Mujzer starts at the end of the Great War in which the Hungarians did not fare well and were left severely depleted. It therefore took them a while to develop a serviceable tank. They secured some Italian tankettes and the Swedish L-60 tank, basing their own tanks on that design. Mujzer narrates that development then describes the design, production, and variants. When he brings them onto the battlefield, however, Mujzer is quick to highlight their weak guns and armour – the German style cross also proved a helpful target for enemy gunners. The way the tank was originally designed caused problems in improving the Toldi tanks and new uses were found for them, including as a medical carrier and ‘tank hunter’ based on the German Marder II.

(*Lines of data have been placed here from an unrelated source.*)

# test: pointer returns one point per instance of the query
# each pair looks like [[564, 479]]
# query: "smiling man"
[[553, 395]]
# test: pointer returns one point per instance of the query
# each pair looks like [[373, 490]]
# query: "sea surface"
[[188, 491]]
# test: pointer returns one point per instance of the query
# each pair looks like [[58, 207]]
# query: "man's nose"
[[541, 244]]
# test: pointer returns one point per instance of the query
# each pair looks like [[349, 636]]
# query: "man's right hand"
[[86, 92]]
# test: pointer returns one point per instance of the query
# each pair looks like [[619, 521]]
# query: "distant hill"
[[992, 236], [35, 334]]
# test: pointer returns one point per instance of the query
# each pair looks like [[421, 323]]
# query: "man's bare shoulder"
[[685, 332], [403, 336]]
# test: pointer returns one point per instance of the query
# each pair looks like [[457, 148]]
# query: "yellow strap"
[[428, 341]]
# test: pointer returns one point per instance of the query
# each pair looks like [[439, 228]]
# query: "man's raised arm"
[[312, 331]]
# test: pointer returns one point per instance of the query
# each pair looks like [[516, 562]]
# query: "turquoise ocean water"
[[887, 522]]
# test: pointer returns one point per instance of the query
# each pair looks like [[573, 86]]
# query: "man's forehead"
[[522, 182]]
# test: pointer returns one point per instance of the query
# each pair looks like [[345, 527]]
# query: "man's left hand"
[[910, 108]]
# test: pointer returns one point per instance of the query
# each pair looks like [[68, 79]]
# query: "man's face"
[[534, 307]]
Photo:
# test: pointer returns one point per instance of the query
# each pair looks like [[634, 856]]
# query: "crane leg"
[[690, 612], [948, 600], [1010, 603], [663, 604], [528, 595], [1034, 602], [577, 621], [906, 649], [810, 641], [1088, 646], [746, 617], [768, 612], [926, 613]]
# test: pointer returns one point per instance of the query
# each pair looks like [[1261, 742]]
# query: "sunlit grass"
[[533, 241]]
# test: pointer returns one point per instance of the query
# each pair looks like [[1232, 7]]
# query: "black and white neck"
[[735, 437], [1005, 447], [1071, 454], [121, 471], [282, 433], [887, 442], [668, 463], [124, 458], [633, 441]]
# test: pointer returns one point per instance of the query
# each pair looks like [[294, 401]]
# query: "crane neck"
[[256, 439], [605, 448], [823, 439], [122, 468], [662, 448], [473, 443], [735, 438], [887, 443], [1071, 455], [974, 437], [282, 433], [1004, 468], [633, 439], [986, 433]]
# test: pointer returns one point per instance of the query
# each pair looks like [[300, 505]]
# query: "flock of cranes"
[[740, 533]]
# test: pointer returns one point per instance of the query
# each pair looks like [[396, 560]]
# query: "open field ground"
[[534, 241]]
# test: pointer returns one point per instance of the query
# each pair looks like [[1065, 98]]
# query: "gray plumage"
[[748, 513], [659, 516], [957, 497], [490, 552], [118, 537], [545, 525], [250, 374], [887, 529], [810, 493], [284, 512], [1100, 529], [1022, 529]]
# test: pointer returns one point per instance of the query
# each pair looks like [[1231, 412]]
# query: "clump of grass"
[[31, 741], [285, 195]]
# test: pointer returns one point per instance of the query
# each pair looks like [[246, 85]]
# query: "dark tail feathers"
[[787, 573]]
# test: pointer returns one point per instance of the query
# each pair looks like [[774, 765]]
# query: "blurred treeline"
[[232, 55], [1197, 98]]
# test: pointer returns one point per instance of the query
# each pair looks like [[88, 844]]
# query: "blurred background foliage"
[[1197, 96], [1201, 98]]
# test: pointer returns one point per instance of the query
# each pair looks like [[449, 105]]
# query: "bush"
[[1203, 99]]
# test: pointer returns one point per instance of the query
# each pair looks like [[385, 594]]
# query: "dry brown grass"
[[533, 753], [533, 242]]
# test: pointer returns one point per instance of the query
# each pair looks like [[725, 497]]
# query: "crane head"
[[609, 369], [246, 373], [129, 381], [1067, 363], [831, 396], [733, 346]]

Mujzer moves on to describe in detail the organization and training of the crews before narrating their operational history. This included recovering Transylvania in September 1940, taking part in the German attack on Yugoslavia in April 1941, and, of course, the invasion of the Soviet Union in June 1941 where the Toldis took heavy casualties on front line assaults but served better as reconnaissance vehicles. In 1942, the Hungarians met the Soviets along the Don River and came out second-best again; snow, lack of fuel, and enemy action accounted for an almost complete wipe-out. Replenished and repaired, the Hungarian tanks again saw action against the Soviets in 1943 and 1944, but by the end the Toldis were very much reserved for rear area duties. Still the tanks fought on, but all in all the Eastern Front was not a happy one for Hungarian armour – an almost sad aside notes that only two Toldi tanks remain in museums. Mujzer concludes with an overview of tank markings and many individual vehicle histories.
The 38M Toldi Light Tank is perhaps surprisingly text heavy for a book of this nature. However, Mujzer goes into considerable detail on all aspects of the Toldi tanks and tank enthusiasts will find that quite immersive. Be warned though, that in some places the flawed translation irritates, and the book could have done with a thorough proofread in English before publishing. Mujzer’s text is well supported with many monochrome photographs, covering every inch of the tank. That and the technical drawings and colour plates, will make modelers and wargamers happy. Hungarian tanks are a niche topic but useful to learn about for students of the Eastern Front.